Bill had great instinctive sales skills and I learned a lot. We would put the domo copier in our car and take it to prospective customers. The technique was the old dog food trick. We would wheel in the system and try to get an audience with the boss. In many cases we ended up dealing with the receptionist or the bosses secretary. In any case we would offer the leave the system for them to use for a day or two and then return to get their reaction. Our success rate with this approach was over 40%. Obviously the dogs loved the dog food. It was then fairly easy to justify the cost verses carbon paper or typing multiple copies.
I learned several valuable lessons from Bill about selling.
I was then given my own territory, which consisted of an area of small businesses in southwest Columbus and then two counties southeast of Columbus. It was relatively virgin territory so I had plenty of opportunity for success. I was able to achieve enough success to get the attention of our branch manager. I along with my mentor Bill were two of the first salespeople in our branch to be selected to go to a national training school in Ft. Lauderdale, Florida for the companies new 2400 ‘copier/duplicator system. Here we learned professional selling techniques and office systems philosophies.
When we returned I was made Marketing Team Manager with 5 salespeople reporting to me. I held this position for 6 months. Bill helped me a lot with my new team, even though he was not part of my team. He was always interested in how it was going and had great advice. I recall one episode in particular. I had a new salesman who was fantastic in training and very polished but had not closed an order in the first month of his territory assignment. I asked Bill for his advice and he suggested traveling with my new salesman for a day or two and observing his sales technique. I called Bill after the first day and said he performed great but was still not able to close. Bill gave me another lesson in closing a sale.
Ask for the order and shut up!!! I light went off in my head and I realized that my new salesman could not stop talking. The next day I instructed him to do his sales presentation, ask for the order, and not say another word until I spoke. On the first call after about a minute of silence, the prospect said no because he was going on vacation and did not want to start anything new until he returned. We waited for about 3 minutes in silence while the prospect carried out his own internal conversation and finally said yes. It seemed like an eternity. With great joy I said thank you, told him we would deliver the equipment and train his staff in the next 48 hours and we left. After that experience my new salesman became a star and eventually ended up on the national Xerox training staff.

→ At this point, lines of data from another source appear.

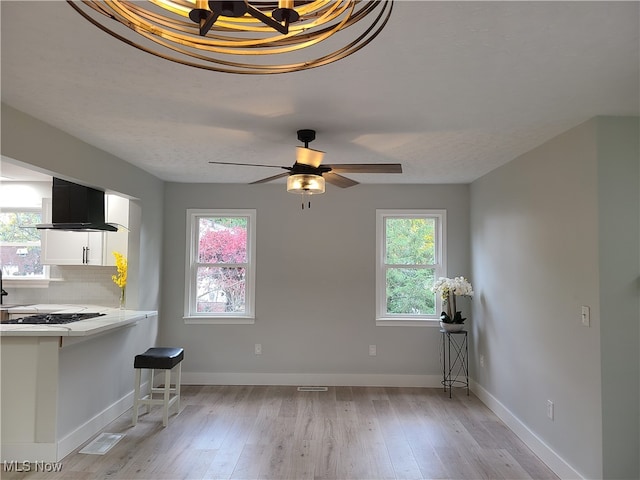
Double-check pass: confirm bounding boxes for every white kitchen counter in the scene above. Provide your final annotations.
[0,305,158,462]
[0,305,158,337]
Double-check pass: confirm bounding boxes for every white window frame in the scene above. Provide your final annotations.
[184,209,256,324]
[2,206,52,288]
[376,209,447,327]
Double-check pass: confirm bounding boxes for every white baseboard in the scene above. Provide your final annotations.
[469,379,584,479]
[181,371,442,387]
[56,391,133,460]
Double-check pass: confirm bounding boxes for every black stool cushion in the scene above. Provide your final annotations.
[133,347,184,370]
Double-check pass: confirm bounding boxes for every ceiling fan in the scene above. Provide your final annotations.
[209,129,402,208]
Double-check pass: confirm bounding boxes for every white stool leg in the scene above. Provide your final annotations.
[175,362,182,413]
[133,368,141,425]
[162,369,171,427]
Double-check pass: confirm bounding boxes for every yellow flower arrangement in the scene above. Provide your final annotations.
[111,252,127,308]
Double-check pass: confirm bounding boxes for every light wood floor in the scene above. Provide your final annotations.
[2,386,557,480]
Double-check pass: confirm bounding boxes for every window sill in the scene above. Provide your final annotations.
[182,317,256,325]
[2,277,62,288]
[376,318,440,328]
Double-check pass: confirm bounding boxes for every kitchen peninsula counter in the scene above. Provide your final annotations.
[0,306,158,337]
[0,305,158,462]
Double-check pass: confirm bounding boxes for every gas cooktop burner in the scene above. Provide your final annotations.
[3,312,106,325]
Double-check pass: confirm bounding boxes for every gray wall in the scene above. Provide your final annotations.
[1,103,164,310]
[471,118,640,478]
[160,182,470,383]
[597,117,640,478]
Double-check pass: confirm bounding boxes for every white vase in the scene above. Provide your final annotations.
[440,322,464,332]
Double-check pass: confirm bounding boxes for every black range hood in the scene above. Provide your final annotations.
[36,177,118,232]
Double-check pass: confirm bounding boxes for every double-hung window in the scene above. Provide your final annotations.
[185,209,256,323]
[0,208,49,286]
[376,210,447,325]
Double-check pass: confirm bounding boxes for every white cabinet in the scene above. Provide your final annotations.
[40,195,129,266]
[41,230,104,265]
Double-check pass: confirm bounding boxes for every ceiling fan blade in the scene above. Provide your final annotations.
[209,162,291,170]
[322,172,359,188]
[296,147,324,168]
[325,163,402,173]
[249,173,289,185]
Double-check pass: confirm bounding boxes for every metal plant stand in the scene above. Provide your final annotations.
[440,330,469,398]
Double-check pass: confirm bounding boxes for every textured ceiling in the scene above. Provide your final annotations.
[0,1,640,183]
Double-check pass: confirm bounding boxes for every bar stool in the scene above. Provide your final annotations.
[133,347,184,427]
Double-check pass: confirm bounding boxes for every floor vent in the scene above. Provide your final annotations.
[78,433,124,455]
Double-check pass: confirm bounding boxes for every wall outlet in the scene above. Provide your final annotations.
[581,305,591,327]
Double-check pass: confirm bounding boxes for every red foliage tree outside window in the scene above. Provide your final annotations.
[196,217,247,313]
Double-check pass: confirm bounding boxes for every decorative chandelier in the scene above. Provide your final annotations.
[67,0,393,75]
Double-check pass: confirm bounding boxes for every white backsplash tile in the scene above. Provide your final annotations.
[4,265,120,307]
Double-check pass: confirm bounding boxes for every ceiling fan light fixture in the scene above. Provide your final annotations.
[67,0,394,75]
[287,173,325,195]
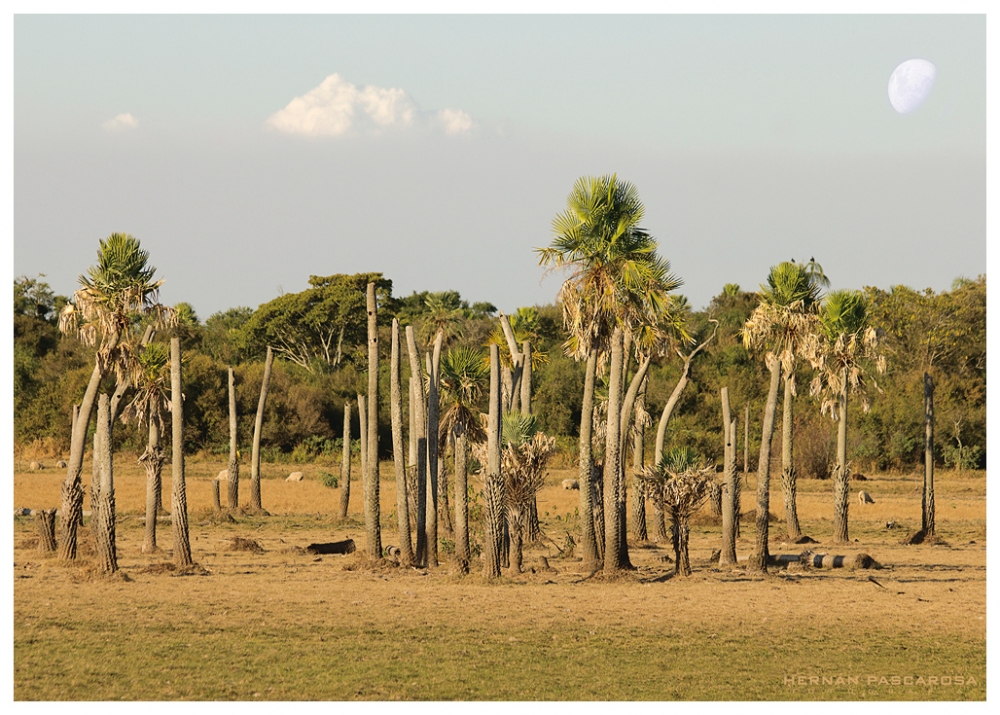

This first 7 months led to another great opportunity and a challenge, both of which I will talk about in the next chapter. I should also mention that Bill continued to be interested in my career progress even after I left Xerox.
Lessons learned,
1. Become an expert in your products or systems as soon as possible.
2. The principles of good selling work. Get their attention, solve a problem, describe your products benefits in the customer’s terms, help make it the prospects decision, and ask for the order. Then shut up.
3. A negative answer to a question is an opportunity to develop a better understanding of your products benefits.
4. The cold calling process helps you learn what works and what does not work in developing real opportunities.
5. How to identify and find the real decision maker.
6. How to motivate sales people.
7. The value of having a cheerleader at home when things are not going well.